A case in point is the capture of the RNC by special interest groups who do not reflect their constituency in any way shape or form. The ‘country club’ RNC set is as remote from the common man as the wild eyed fascistic left of the left edge of the DNC.
To get elected in a party based political system everyone has to capture the centre if one wants to govern.
The game then is to move the so called ‘centre’ to a place that suits your political philosophies and name it THE CENTRE. Unfortunately that ‘centre ‘ does not reflect the reality of the electorate at least in the middle term. This is what has happened to the RNC and they occupy an overlap position of a ‘centre’; defined by the DNC, the unions and special interest groups like ACORN.
If this is not nipped in the bud, after a generation the memory of where the true ‘centre’ lays is lost and the ‘new’ centre becomes the status quo. THIS is the underlying key to the 40+ year movement they of the left has been working so diligently on. THEY ARE REDEFINING where the centre is and attempting to make it the new status quo to cement in their ‘Hopenchange’ strategy.

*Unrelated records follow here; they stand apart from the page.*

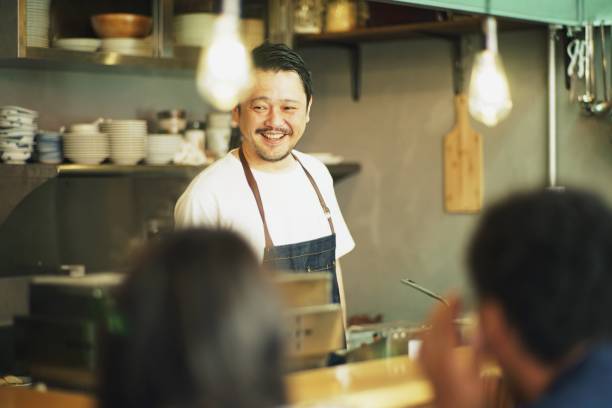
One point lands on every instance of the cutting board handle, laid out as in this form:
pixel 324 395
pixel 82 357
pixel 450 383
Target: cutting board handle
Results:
pixel 461 110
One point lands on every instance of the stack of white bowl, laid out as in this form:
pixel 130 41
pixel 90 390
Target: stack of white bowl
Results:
pixel 218 133
pixel 161 148
pixel 78 44
pixel 17 129
pixel 37 23
pixel 142 47
pixel 253 32
pixel 193 29
pixel 128 139
pixel 84 144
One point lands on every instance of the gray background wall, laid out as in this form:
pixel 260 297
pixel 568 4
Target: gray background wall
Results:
pixel 394 206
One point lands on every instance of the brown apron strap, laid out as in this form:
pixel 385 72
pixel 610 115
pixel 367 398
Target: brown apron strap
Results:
pixel 255 190
pixel 319 195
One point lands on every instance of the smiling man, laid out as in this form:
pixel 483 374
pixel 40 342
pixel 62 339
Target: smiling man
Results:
pixel 281 200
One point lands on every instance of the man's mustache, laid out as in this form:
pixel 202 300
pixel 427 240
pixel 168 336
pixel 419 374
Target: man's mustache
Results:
pixel 283 130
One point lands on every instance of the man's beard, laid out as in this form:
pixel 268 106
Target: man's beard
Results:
pixel 261 151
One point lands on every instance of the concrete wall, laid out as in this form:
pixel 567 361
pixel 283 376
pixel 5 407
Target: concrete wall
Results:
pixel 394 206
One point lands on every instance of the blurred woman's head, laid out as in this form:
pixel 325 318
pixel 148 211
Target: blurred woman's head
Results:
pixel 197 325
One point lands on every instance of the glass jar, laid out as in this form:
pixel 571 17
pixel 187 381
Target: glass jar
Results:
pixel 341 16
pixel 308 16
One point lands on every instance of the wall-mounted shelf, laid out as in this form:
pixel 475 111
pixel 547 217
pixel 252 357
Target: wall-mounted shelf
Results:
pixel 185 62
pixel 352 40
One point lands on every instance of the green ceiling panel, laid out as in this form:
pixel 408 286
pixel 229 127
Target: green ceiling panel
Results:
pixel 566 12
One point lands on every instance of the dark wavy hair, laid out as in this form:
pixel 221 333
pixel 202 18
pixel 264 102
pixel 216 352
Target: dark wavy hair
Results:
pixel 547 258
pixel 196 325
pixel 279 57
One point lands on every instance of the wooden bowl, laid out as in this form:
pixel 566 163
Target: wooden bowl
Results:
pixel 124 25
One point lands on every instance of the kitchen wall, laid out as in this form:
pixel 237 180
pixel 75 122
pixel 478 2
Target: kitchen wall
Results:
pixel 394 205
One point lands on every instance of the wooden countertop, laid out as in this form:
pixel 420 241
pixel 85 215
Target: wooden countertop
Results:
pixel 385 383
pixel 391 382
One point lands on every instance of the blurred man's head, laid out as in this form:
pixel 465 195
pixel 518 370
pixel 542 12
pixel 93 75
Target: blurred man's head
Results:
pixel 541 264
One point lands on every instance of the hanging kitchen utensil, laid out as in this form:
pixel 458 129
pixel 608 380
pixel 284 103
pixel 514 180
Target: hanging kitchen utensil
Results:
pixel 589 73
pixel 463 174
pixel 602 107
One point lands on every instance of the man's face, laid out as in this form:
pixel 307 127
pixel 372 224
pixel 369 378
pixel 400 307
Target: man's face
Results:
pixel 273 117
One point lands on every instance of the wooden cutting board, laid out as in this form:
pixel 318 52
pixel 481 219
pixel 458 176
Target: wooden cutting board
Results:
pixel 462 163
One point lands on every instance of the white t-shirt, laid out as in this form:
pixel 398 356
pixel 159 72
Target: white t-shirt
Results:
pixel 220 197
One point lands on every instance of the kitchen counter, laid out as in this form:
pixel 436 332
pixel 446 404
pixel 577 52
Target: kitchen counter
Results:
pixel 385 383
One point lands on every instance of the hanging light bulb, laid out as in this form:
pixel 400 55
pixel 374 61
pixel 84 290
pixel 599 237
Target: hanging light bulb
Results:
pixel 489 95
pixel 224 73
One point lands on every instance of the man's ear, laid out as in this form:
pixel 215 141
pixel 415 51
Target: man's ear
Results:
pixel 308 110
pixel 236 116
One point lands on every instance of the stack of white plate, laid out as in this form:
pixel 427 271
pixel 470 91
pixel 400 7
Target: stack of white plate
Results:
pixel 129 46
pixel 17 129
pixel 78 44
pixel 86 147
pixel 193 29
pixel 253 32
pixel 127 140
pixel 162 148
pixel 37 23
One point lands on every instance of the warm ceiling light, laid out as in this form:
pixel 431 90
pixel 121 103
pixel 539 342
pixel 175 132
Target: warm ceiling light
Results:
pixel 224 73
pixel 489 95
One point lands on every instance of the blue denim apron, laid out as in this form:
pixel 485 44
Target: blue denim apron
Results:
pixel 317 255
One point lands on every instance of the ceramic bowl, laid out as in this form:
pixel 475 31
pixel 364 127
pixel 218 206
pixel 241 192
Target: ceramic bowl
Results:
pixel 121 25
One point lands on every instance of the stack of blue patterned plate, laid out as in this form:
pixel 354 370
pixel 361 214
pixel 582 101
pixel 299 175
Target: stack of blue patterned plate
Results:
pixel 49 147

The DNC and the crazies of the extreme left are NOT the key enemy.
THE KEY IS TO RECAPTURE THE RNC and make it do the bidding of the conservative majority and MOVE THE ‘CENTRE’ back to where it was before the 1960s burst upon us all.
Change the RNC to reflect conservative mores and philosophies.
Give the folks a true alternative to the left
Differentiate the Conservatives from the left in philosophical as well as practical terms
and the folks will come, either right away, or when they have had enough of the PC, authoritarian, antidemocratic, economy busting, philosophies of the left to their back teeth.
THE SECRET IS TO OFFER THE FOLKS AN ALTERNATIVE!
@ Kitteh:
LGF was almost immediately described as a ‘linker’ not a ‘thinker’ collective.
@ vagabond trader:
Soros even looks like a bad guy.
@ chickadee:
It’s a globally orchestrated political movement hell bent on Cap and Trade. Notice the little commie fist taped to their heads? The belief is that third world countries having been getting a raw deal and that if the industrialized nations scale back production perhaps the “have nots” can finally achieve a higher standard of living. My position? See picture of Churchill at the top of Blogmocracy home page; read the quote, learn it and live it.